Bank Pekao podejrzewa, że nieautoryzowane transakcje na koszt blisko stu klientów VIP to dzieło zorganizowanej grupy przestępczej. Jak się dowiedzieliśmy, w czwartek bank oficjalnie zawiadomił policję o podejrzeniu popełnienia przestępstwa. Według szefów Pekao podejrzane transakcje zawarto na rachunki blisko 100 klientów.– Żaden z naszych klientów nie został poszkodowany. Ewentualne ryzyko bierze na siebie bank – zapewnia rzecznik Pekao Robert Moreń.
Problemy drugiego co do wielkości banku detalicznego w Polsce zaczęły się w sobotę. Jak ujawniliśmy przed dwoma dniami, ktoś zdobył numery złotych kart Mastercard należących do tzw. VIP-ów, czyli „kluczowych” klientów Pekao. Przestępca skorzystał z danych, robiąc w sobotę liczne zakupy.
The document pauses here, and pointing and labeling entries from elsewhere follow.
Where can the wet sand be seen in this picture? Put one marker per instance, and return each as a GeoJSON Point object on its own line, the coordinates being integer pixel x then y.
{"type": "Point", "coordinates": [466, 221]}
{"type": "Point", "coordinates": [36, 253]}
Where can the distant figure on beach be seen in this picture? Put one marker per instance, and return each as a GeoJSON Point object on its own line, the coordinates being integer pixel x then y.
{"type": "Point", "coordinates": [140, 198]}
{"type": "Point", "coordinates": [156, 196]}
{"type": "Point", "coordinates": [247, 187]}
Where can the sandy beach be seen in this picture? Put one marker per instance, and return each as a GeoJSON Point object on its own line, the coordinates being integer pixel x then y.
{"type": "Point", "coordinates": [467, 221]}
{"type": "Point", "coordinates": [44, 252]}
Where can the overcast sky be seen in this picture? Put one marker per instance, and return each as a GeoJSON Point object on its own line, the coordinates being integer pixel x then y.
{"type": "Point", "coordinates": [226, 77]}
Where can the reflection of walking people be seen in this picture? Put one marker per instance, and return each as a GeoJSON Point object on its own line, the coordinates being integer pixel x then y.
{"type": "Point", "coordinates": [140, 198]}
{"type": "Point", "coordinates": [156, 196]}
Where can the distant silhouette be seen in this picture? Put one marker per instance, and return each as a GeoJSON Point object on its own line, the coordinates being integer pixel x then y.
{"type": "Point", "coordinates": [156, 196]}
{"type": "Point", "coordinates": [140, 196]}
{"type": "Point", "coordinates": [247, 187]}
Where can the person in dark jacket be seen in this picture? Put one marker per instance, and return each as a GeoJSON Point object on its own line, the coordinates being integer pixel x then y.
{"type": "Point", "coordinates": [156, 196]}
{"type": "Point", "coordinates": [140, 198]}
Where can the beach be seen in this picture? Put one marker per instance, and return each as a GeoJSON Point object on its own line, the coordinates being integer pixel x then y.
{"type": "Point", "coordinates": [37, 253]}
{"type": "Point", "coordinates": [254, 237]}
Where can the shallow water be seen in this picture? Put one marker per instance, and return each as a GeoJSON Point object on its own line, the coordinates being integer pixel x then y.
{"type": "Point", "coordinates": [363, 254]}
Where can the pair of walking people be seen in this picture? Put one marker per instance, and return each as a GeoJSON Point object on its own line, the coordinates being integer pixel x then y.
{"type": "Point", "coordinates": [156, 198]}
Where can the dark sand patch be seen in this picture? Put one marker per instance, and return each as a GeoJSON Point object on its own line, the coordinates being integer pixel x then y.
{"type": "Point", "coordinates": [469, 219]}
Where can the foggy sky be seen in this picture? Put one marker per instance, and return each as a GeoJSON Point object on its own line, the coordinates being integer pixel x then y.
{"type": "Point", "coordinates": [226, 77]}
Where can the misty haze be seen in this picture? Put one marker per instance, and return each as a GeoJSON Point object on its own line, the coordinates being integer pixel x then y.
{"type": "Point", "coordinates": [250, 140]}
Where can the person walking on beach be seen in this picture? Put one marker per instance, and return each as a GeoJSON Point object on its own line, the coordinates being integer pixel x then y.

Pekao wciąż nie ujawnia wartości przestępczych transakcji. Rzecznik banku ogranicza się do ogólnikowych wyjaśnień: – System poinformował nas o podejrzanych transakcjach. Na wszelki wypadek natychmiast zablokowaliśmy wszystkie złote karty Mastercard naszych klientów, łącznie kilkanaście tysięcy. To pozwoliło nam udaremnić niektóre transakcje.
Wiesław Federowicz, dyr. MasterCard w Polsce, odmówił nam komentarza.
Z naszych informacji wynika jednak, że niektórych klientów poproszono o zniszczenie kart. To może oznaczać, że urzędnicy Pekao nie mają na razie pewności, które dane klientów i w jaki sposób zdobyli oszuści. Według naszych rozmówców są dwie możliwości: oszuści sami wygenerowali numery kart z pomocą odpowiednich systemów informatycznych lub też dane po prostu „wyciekły” z banku.
To jedna z najpoważniejszych takich spraw ujawnionych w Polsce. Ostatnio opisywaliśmy kilka prób wyłudzania podobnych informacji (numerów kart, ich kodów PIN), ale w każdym przypadku oszuści próbowali uzyskać dane bezpośrednio od klienta, a nie od banku. Np. klienci Citibanku Handlowego kilka miesięcy temu otrzymywali e-mailem prośbę o zalogowanie się na internetowej stronie, do złudzenia przypominającej prawdziwą witrynę banku, i podawania numerów kart. W podobny sposób próbowano okradać klientów internetowego Inteligo. Żaden z banków nie przyznał się do jakichkolwiek strat z tego tytułu.